In the Ghetto

I was recently searching for an MP3 downloadable version of Elvis Presley’s “In the Ghetto,” having heard an excerpt in this episode of This American Life. I came across this version, which is quite likely the strangest cover of an Elvis song I’ve ever heard. I hope it’s not a sign that I’m out of tune with popular culture because I’ve never heard of dictionaraoke before.

Bad MSN

The MSNBot recently attempted to request a page on a website I run that is not publicly linked. In fact, no page from the domain name in question is publicly linked. The robots.txt file excludes all robots. My .htaccess file also blocks HTTP requests from known search engine robot IP address ranges (including MSNBot’s). Moreover, the page requested wasn’t the top level page (i.e., http://domain.com/), but some page buried therein (i.e., http://domain.com/some_dir/some_page.html).

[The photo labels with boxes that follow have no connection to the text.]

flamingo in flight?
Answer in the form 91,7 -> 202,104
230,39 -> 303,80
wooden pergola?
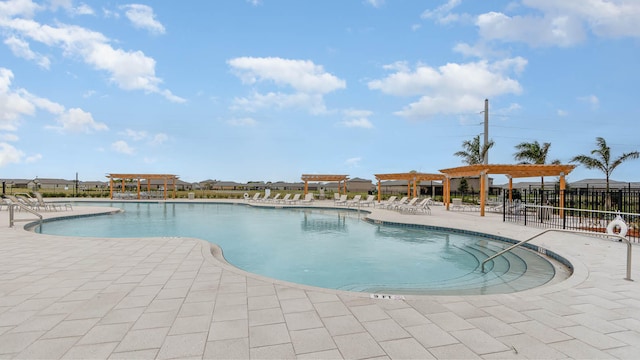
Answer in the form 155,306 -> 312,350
107,174 -> 178,200
440,164 -> 576,217
301,174 -> 349,195
375,172 -> 445,202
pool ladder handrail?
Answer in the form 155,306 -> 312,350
481,229 -> 633,281
9,203 -> 42,227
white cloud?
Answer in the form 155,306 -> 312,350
4,36 -> 51,70
119,129 -> 169,145
227,57 -> 346,94
52,108 -> 109,133
0,0 -> 43,18
227,117 -> 258,126
0,134 -> 20,142
368,57 -> 527,118
342,118 -> 373,129
365,0 -> 384,8
578,95 -> 600,110
368,57 -> 527,119
151,133 -> 169,145
0,68 -> 36,131
476,12 -> 586,47
24,154 -> 42,164
49,0 -> 95,16
231,92 -> 327,114
120,129 -> 149,141
420,0 -> 471,25
344,157 -> 362,167
123,4 -> 165,34
341,109 -> 373,129
0,7 -> 185,103
111,140 -> 135,155
0,142 -> 24,167
476,0 -> 640,47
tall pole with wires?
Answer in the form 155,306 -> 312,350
482,99 -> 489,165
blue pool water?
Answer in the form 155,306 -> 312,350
41,202 -> 553,293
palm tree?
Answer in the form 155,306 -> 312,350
513,141 -> 560,191
571,137 -> 640,194
453,135 -> 493,165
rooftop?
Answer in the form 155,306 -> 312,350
0,201 -> 640,359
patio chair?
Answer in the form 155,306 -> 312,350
360,195 -> 376,206
374,195 -> 398,208
286,194 -> 300,205
277,194 -> 291,204
347,194 -> 362,207
300,193 -> 313,203
333,195 -> 347,205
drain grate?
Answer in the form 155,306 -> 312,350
370,294 -> 404,300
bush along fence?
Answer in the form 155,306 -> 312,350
503,190 -> 640,243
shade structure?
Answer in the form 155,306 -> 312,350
107,174 -> 178,200
375,171 -> 445,202
440,164 -> 576,216
300,174 -> 349,195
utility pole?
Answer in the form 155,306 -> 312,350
483,99 -> 489,165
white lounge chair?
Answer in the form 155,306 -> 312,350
300,193 -> 313,203
347,194 -> 362,207
334,195 -> 347,205
393,197 -> 418,211
278,194 -> 291,204
374,195 -> 398,208
387,196 -> 409,210
286,194 -> 300,205
360,195 -> 376,206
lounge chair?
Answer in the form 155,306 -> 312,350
386,196 -> 409,210
333,195 -> 347,205
393,197 -> 419,211
278,194 -> 291,204
286,194 -> 300,205
374,195 -> 398,208
33,191 -> 73,211
360,195 -> 376,206
347,194 -> 362,207
398,198 -> 431,214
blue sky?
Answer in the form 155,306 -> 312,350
0,0 -> 640,183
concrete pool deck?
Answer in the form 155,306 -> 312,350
0,201 -> 640,359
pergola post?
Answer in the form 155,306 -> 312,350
560,172 -> 566,219
480,171 -> 487,216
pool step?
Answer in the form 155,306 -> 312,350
352,241 -> 555,295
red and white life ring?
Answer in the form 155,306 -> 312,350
607,215 -> 629,237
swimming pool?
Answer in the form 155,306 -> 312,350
41,202 -> 555,294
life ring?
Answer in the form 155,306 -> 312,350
607,215 -> 629,237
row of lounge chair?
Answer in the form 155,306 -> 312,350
377,196 -> 433,214
333,193 -> 375,207
245,192 -> 313,205
0,192 -> 73,211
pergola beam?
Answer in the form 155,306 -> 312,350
440,164 -> 576,216
300,174 -> 349,196
107,174 -> 178,200
375,172 -> 445,203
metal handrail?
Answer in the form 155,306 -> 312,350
9,203 -> 42,227
481,229 -> 633,281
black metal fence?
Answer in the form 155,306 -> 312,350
503,190 -> 640,242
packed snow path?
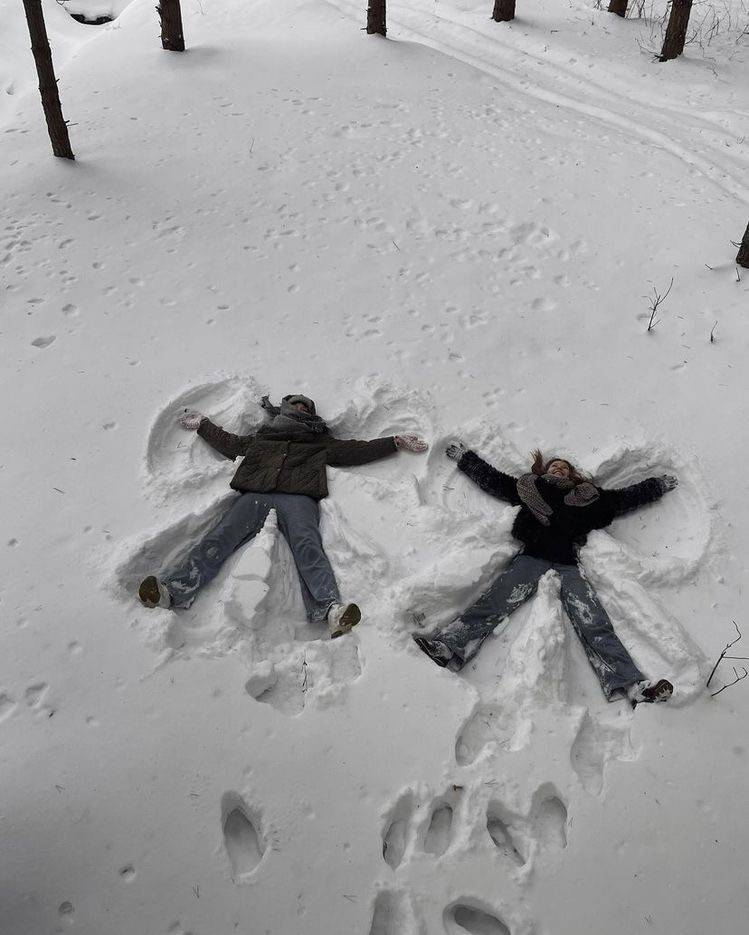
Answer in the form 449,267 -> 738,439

The only request I have in my server logs from MSNBot is for this buried page—MSNBot (at least, identified as MSNBot) never requested any of the pages that would be necessary to find this buried page. The universe of people who have access the website at this domain is very small; I can in fact identify every single IP address in the server log as someone I know.

I can only conceive of two hypotheses for this, both of them would be a bad sign for MSNBot:

  • The URL did appear in some emails to hotmail.com addresses; is it conceivable that MSN actually pulls out URLs from emails for spidering? Seems quite unlikely.
  • MSNBot visited the domain disguised, both by IP address and user agent, as someone else, to find the URL in question. I would hope MSNBot wouldn’t engage in such a poor practice, but maybe they do it to detect cloaking or similar manipulative practices.

I don’t mean to be a conspiracy theorist, but can anyone conceive of any other way the MSNBot could have even found out about the URL in question?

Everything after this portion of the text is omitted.